FDA Gets Ready to Enact New Food Safety Bill

Congress in the last days of 2010 passed a new food-safety bill, which expected to be signed into law today. And the FDA is already working to write the regulations needed to enact the bill, Commissioner Margaret Hamburg said Monday.

Source: Source: WSJ | Published on January 4, 2011

"Today, one out of six Americans gets sick from food-bourn illness each year with 128,000 people ending up in the hospital and 3,000 people dying every year," Health and Human Services Secretary Kathleen Sebelius told reporters Monday.

Congress will need to appropriate an additional $1.4 billion over five years for the FDA to fully implement the bill, Ms. Hamburg said, but there are also plenty of improvements to the way FDA oversees food safety that can made in the meantime.

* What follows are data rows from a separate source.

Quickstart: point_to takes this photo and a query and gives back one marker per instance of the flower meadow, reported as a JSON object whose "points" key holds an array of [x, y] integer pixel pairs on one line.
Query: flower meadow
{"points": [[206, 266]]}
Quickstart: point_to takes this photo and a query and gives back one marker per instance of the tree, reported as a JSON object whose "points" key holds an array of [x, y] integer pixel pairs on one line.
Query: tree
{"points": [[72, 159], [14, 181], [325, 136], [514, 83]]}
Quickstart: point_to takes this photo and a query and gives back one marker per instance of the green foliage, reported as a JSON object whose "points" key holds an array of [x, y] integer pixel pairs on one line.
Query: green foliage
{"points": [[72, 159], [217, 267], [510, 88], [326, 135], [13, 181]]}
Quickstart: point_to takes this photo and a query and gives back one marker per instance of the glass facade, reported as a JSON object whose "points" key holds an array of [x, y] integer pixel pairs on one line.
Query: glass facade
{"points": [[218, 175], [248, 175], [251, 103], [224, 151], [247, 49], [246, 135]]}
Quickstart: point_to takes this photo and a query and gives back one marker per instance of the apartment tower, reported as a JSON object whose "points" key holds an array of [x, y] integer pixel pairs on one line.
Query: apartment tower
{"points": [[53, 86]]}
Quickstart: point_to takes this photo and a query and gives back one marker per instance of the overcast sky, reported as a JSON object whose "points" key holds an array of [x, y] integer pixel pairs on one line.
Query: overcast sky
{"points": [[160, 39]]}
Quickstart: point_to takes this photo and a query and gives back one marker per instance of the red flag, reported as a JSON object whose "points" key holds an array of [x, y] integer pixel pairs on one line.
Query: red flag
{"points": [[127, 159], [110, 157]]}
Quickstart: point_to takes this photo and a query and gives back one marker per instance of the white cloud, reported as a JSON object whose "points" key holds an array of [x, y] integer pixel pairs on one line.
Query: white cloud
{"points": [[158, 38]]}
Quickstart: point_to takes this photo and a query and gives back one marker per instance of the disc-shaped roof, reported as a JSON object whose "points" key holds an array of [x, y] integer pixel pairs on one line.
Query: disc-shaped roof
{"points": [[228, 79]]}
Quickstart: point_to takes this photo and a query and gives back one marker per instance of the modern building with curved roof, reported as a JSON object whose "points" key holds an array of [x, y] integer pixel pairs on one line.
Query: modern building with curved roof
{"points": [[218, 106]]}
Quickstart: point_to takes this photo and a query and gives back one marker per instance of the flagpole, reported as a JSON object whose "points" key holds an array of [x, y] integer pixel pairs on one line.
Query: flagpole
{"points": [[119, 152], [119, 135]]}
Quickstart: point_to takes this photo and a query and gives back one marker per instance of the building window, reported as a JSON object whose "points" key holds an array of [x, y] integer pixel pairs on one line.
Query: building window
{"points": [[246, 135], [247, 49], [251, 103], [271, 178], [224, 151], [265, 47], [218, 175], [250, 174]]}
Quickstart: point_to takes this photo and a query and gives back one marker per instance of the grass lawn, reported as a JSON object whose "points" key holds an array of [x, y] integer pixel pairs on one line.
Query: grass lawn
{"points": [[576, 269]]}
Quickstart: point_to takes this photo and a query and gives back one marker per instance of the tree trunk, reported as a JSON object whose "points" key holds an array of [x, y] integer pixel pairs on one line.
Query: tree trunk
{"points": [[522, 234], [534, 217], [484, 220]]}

"There's a lot that we can do both quickly and meaningfully," Ms Hamburg said. The FDA is already crafting the new safety standards for fruits and vegetables that is called for in the law, she said.

Consumer, industry and a wide array of other groups that support the legislation will be lobbying Congress this year for the $1.4 billion, said Erik Olson, director of the Food and Consumer Safety Programs at the Pew Charitable Trusts.

The FDA already has several hundred million dollars to begin writing and enacting some new food-safety provisions, but the additional money will be key in sending more inspection personnel to farms and food production facilities, Mr. Olson said.

"That's why we think its going to be very important for both the industry folks...and our consumer coalition and public health groups to all make the case to Congress that this is money well invested," he said.

The new food-safety law also contains a new authority for the FDA that allows the agency to mandate food recalls. Currently the FDA can only request that companies conduct recalls and that has caused delays in getting contaminated products off the shelves.